Um encontro improvável, o que juntou a atriz e cantora paranaense Simone Mazer e o grupo carioca Semente, resultou num dos melhores discos lançados neste começo deste ano. Obviamente, contribuiu para isso o conteúdo do projeto: parte da obra de um dos mestres da MPB, o genial compositor Nelson Cavaquinho, recriada com respeito a tradição, mas com um toque de contemporaneidade, para que possa ser apreciada pelas novas gerações.
No álbum Grupo Semente e Simone Mazzer cantam e tocam Nelson Cavaquinho foram reunidos 14 sambas do rico legado do Poeta dos Cabelos cor de Prata, morto em 18 de fevereiro de 1986. São parcerias dele com Jair do Cavaquinho, Amâncio Cardoso, Alcides Caminha, Elcio Soares, Ari Monteiro, Oswaldo Martins e Guilherme de Brito — o mais frequente deles. Entre os que já o gravaram estão Beth Carvalho, Elis Regina, Nara Leão e Paulinho da Viola.
Saiba Mais
Inicialmente, a ideia do Semente era montar um show em homenagem a Nelson e, para isso, resolveu-se chamar Simone Mazzer, que acrescentaria o peso dramático necessário para interpretar as canções melancólicas do sambista. Deu tão certo que ambas as partes decidiram registrar o tributo, com novas leituras de clássicos e músicas menos conhecidas. Com o intuito de fazer uma conexão com os tempos atuais, Nome sagrado, uma ode à mulher, foi escolhida para abrir o CD.

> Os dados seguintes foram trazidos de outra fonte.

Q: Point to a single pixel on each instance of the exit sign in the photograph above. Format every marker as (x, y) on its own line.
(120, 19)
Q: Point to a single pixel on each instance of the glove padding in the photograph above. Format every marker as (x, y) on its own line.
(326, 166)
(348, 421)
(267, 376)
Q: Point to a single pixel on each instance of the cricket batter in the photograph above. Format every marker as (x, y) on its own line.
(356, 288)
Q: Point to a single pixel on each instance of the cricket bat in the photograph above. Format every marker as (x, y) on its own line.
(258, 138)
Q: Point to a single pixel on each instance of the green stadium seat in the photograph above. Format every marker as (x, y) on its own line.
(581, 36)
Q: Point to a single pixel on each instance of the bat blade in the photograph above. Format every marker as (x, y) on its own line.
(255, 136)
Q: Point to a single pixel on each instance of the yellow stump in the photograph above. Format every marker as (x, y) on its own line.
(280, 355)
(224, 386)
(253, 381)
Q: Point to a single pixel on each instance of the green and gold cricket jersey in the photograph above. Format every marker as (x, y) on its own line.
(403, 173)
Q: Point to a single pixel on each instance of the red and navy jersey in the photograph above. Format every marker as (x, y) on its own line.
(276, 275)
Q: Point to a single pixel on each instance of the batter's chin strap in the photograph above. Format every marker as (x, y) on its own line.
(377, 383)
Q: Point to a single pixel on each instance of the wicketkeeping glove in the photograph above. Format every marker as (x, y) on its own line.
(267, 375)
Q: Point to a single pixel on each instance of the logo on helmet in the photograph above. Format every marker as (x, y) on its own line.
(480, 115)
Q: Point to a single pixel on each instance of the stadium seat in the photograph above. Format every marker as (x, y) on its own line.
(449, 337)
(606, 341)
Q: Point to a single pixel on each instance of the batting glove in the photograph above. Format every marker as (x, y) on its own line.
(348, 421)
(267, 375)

O processo de construção, tanto do repertório, como dos arranjos, teve início em meados de 2018. “Depois de levarmos as canções para para o palco, a gravação foi bem rápida, pois já sabíamos o que queríamos fazer, o trabalho estava maduro”, conta o cavaquinista João Callado, autor dos arranjos com o violonista e guitarrista Bernardo Dantas, companheiro de grupo. Os outros integrantes do Semente são Marcos Esguleba (percussão), Maninho (percussão) e Bruno Barreto (voz e percussão). Bruno divide a interpretação com Mazzer em cinco faixas do disco.
Com 22 anos de atuação, o Semente deu importante contribuição para a redescoberta e revitalização do bairro boêmio da Lapa, ao lado da cantora Teresa Cristina, como residentes do bar homônimo (já extinto), que acabou dando nome ao grupo. “São muitas lembranças boas do Semente, quando vários sambistas começaram a aparecer por lá, para ver o que estava acontecendo e dar canjas”, lembra Bernardo. “Me recordo de ficar impressionado com o mestre Argemiro da Portela, cantando e sambando no pequeno palco daquele bar”, acrescenta.
Prêmio
Entre 2002 e 2010, período em que acompanhava Teresa Cristina, gravou cinco discos com a cantora. Em 2014, já em carreira solo, lançou um CD pela Biscoito Fino, no qual contou com a participação de Diogo Nogueira, Teresa Cristina e Pedro
Miranda (ex-integrante da formação original do grupo). Esse disco o levou a conquistar o Prêmio da Música Brasileira no
ano seguinte, na categoria Melhor Grupo de Samba.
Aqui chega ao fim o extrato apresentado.